Why did it take such a long time, till the rise of #MeToo movement, to get it was a sexual assault? “My limited understanding of consent and sexual violence at that time, and my overall sexual inexperience, meant I believed I was to blame for what had happened, that perhaps I just didn’t know ‘how sex usually is.’” Only when, more than a decade later, a therapist said “that’s trauma,” hearing these words “gave me permission to feel the weight of what I had endured at 19, to understand why anxiety lurked close to the surface of my body. A voice inside my head finally said: ‘That was sexual assault.’ At 33, I know that now.” So “it can take years – sometimes decades – for some survivors to realise or accept that their experience amounts to sexual assault or rape.”

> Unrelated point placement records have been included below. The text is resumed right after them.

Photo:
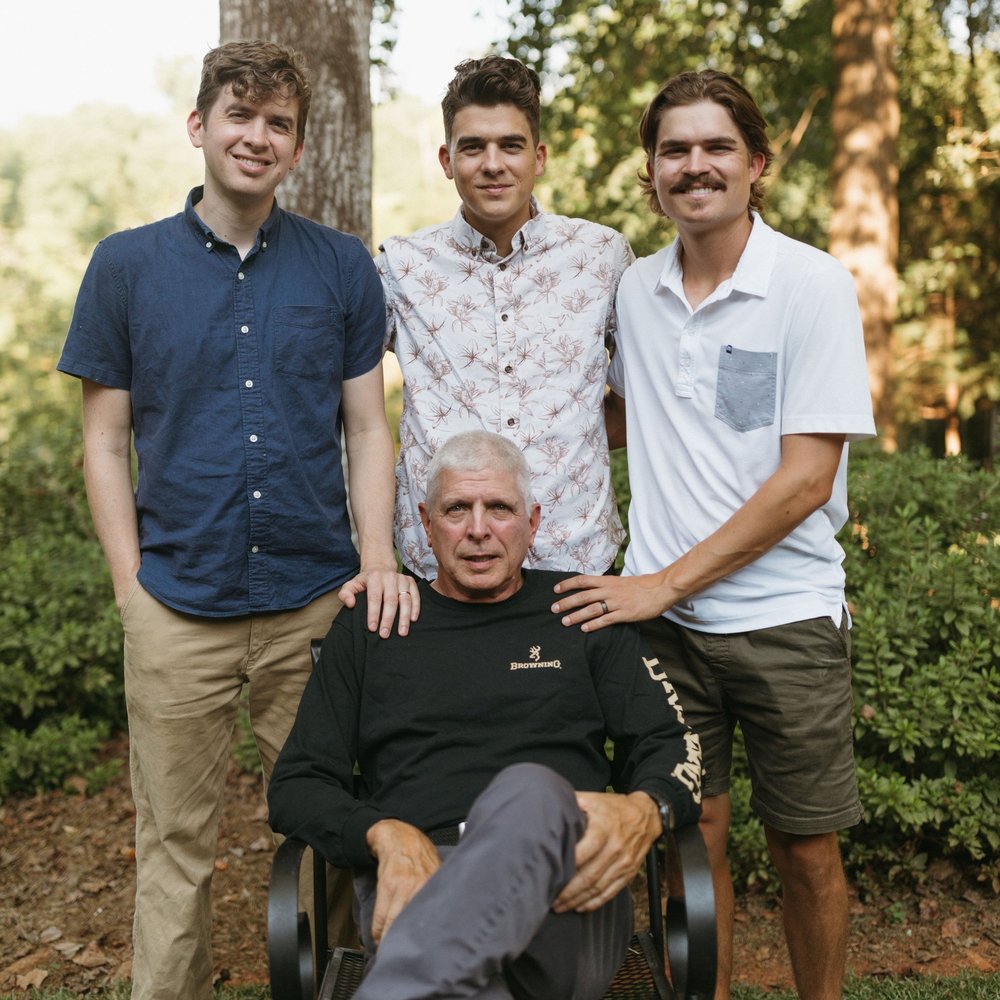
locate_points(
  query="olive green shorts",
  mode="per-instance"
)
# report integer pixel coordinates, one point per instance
(789, 689)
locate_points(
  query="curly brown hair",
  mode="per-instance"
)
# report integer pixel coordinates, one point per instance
(706, 85)
(491, 81)
(256, 71)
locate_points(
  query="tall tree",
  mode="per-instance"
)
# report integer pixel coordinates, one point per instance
(864, 223)
(332, 184)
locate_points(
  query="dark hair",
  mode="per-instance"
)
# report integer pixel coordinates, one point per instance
(706, 85)
(491, 81)
(256, 71)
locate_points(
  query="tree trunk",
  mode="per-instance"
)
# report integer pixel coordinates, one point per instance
(332, 184)
(864, 224)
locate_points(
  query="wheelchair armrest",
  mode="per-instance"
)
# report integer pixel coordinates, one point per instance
(690, 918)
(292, 956)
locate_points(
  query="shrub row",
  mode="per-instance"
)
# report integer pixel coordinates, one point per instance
(923, 584)
(923, 567)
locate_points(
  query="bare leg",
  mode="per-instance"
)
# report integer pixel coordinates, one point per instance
(814, 893)
(715, 813)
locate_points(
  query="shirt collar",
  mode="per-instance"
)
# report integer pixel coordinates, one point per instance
(266, 235)
(753, 272)
(527, 238)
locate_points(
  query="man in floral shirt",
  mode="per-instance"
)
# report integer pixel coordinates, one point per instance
(501, 319)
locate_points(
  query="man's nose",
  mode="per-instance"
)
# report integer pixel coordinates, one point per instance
(492, 160)
(478, 522)
(696, 161)
(256, 132)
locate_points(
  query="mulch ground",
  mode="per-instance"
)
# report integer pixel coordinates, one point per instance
(67, 877)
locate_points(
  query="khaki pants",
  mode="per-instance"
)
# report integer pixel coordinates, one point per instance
(183, 679)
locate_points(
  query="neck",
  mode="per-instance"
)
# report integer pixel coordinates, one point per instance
(235, 223)
(709, 258)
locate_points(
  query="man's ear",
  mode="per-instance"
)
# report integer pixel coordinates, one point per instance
(534, 520)
(541, 155)
(195, 126)
(444, 158)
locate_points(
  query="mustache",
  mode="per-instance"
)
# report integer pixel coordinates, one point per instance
(686, 183)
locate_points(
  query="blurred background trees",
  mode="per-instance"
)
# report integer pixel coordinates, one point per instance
(837, 81)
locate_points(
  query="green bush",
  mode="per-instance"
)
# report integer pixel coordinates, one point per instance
(923, 583)
(923, 571)
(60, 641)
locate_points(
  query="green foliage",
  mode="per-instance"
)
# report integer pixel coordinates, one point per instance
(60, 642)
(923, 569)
(968, 986)
(923, 582)
(603, 62)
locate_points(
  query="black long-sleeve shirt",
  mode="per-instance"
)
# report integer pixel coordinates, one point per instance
(430, 718)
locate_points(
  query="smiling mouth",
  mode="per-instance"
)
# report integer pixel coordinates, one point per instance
(480, 559)
(696, 188)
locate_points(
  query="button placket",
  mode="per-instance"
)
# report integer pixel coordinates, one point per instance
(249, 372)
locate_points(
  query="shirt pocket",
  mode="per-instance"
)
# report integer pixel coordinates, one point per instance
(746, 389)
(308, 340)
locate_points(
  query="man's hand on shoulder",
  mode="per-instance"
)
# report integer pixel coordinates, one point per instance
(620, 830)
(593, 602)
(406, 860)
(389, 592)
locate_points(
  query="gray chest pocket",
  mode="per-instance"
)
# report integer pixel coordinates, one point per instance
(745, 393)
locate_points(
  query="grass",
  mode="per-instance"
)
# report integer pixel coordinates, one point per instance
(969, 986)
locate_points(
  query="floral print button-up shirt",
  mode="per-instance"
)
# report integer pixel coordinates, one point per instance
(515, 345)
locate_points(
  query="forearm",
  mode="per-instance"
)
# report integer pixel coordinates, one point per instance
(107, 471)
(781, 504)
(614, 419)
(112, 507)
(370, 457)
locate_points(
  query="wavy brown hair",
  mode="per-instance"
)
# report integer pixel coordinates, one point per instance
(491, 81)
(706, 85)
(256, 71)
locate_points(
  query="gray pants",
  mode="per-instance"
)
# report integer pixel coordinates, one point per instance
(482, 926)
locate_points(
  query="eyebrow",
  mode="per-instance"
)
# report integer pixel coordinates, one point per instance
(242, 104)
(472, 140)
(716, 140)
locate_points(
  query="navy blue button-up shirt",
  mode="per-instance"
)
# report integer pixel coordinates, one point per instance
(235, 370)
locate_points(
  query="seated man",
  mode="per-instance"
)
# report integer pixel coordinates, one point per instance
(490, 715)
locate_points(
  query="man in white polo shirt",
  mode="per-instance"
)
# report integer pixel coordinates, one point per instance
(741, 371)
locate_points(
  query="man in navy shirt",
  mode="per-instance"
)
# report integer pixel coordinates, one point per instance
(233, 341)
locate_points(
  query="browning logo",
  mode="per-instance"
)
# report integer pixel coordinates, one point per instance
(535, 661)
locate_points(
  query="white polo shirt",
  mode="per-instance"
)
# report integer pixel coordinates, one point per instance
(776, 349)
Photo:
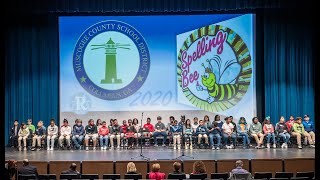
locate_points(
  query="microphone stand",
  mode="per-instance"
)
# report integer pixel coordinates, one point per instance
(183, 147)
(141, 155)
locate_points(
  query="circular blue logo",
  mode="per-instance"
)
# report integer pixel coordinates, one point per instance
(111, 60)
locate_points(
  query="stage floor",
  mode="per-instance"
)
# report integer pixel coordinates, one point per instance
(160, 153)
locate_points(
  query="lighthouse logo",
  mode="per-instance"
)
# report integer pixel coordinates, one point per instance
(111, 60)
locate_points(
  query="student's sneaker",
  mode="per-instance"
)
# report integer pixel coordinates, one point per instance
(268, 146)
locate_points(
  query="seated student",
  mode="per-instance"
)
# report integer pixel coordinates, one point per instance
(104, 135)
(290, 123)
(298, 131)
(239, 170)
(130, 134)
(72, 170)
(309, 127)
(30, 126)
(195, 124)
(65, 133)
(40, 133)
(214, 133)
(160, 130)
(14, 134)
(255, 131)
(78, 134)
(176, 168)
(136, 125)
(187, 132)
(149, 127)
(282, 130)
(131, 168)
(199, 167)
(27, 169)
(243, 132)
(23, 134)
(91, 132)
(52, 131)
(115, 133)
(175, 130)
(268, 130)
(201, 132)
(123, 131)
(228, 131)
(155, 172)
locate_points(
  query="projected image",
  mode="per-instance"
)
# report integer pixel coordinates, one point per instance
(193, 65)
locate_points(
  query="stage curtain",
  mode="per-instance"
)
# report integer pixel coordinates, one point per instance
(31, 72)
(288, 66)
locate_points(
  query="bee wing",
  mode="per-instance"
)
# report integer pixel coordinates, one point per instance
(229, 72)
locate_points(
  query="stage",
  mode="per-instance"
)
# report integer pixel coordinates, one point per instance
(160, 153)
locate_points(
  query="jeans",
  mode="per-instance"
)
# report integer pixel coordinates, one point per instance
(217, 136)
(77, 141)
(285, 136)
(226, 137)
(156, 134)
(106, 138)
(245, 138)
(269, 135)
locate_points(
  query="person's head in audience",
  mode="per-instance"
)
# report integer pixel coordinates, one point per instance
(255, 120)
(239, 163)
(217, 118)
(73, 166)
(25, 162)
(104, 124)
(155, 167)
(188, 123)
(131, 167)
(65, 122)
(201, 123)
(115, 122)
(52, 122)
(171, 119)
(198, 167)
(135, 121)
(206, 119)
(176, 167)
(16, 122)
(124, 122)
(299, 120)
(195, 120)
(40, 124)
(129, 122)
(29, 122)
(98, 122)
(148, 120)
(291, 118)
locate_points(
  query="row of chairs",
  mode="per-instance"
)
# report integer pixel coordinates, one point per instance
(224, 176)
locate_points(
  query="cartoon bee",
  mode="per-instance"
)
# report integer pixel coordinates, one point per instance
(224, 86)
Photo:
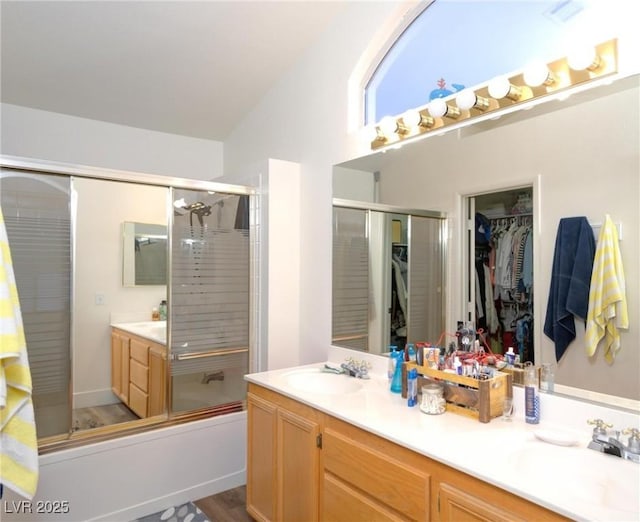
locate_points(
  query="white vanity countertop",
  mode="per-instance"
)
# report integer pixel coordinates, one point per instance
(574, 481)
(155, 331)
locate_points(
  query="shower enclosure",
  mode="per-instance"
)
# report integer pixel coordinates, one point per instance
(65, 236)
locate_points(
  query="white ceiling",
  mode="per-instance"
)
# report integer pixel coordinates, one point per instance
(190, 68)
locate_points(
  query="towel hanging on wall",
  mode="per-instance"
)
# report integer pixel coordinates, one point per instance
(18, 439)
(570, 281)
(607, 297)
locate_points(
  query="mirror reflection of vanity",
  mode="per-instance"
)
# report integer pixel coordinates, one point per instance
(144, 254)
(581, 157)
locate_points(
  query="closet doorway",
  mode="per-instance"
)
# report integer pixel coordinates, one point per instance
(499, 269)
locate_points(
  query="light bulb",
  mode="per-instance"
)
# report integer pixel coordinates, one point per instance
(388, 126)
(501, 87)
(439, 108)
(584, 58)
(373, 133)
(467, 99)
(537, 74)
(414, 118)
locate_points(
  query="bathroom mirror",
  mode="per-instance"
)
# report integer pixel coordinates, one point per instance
(581, 157)
(97, 358)
(144, 254)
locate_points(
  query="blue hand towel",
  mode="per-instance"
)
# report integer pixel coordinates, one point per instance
(570, 281)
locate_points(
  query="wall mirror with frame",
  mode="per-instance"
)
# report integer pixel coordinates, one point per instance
(144, 254)
(578, 156)
(100, 366)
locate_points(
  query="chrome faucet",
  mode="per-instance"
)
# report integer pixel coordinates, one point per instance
(355, 368)
(610, 443)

Such things definitely happen: it is easy to imagine a young woman who feels uneasy and abused in sex, but dismisses this experience as the result of her naive notion of what sex is – under the influence of prevailing ideology, she decides to endure her suffering. So we should not denounce the idea that a trauma can be recognized a decade later as a ridiculous PC retroactive projection. When new higher standards of what women’s rights and freedoms become the norm, we have the full right to read past events through this new frame. One should absolutely reject false historicism here, the idea that, in previous eras, oppression of women, racism and slavery were considered normal and we should not judge them by today’s standards.
There are nonetheless some further observations to be added here.
First, the case described above is not a case of repression in the strict Freudian sense: it is a fully conscious feeling of disgust and humiliation kept at bay because of (male chauvinist) social values. So what would or could be really repressed and traumatic here? The most obvious answer is: the exact opposite, i.e., the true trauma was that the woman secretly enjoyed being mistreated, and was absolutely not ready to admit it. Her being disgusted and feeling humiliated was already fake, a cover destined to obfuscate this disavowed enjoyment, a fact much more traumatic than her mistreatment by the sexual partner. To avoid a misunderstanding: this in no way implies that the man’s mishandling was justified (since the woman enjoyed it, so ‘she got what she wanted’) – quite the opposite. We all have secret dirty fantasies, and perhaps the most humiliating experience is to get what we secretly dream about brutally imposed from outside. This is why – an extreme example – a woman who secretly dreams about being raped will be much more traumatized when raped in reality than a strong autonomous woman.
These paradoxes already indicate the way emancipation should take place. Men should not be portrayed as brutal oppressors but as weak beings whose macho exterior covers up their frailty and impotence. And women should learn to treat men like that. A strong man is the only true feminist – he doesn’t need to oppress women in order to assert himself.
Slavoj Zizek is a cultural philosopher. He’s a senior researcher at the Institute for Sociology and Philosophy at the University of Ljubljana, Global Distinguished Professor of German at New York University, and international director of the Birkbeck Institute for the Humanities of the University of London.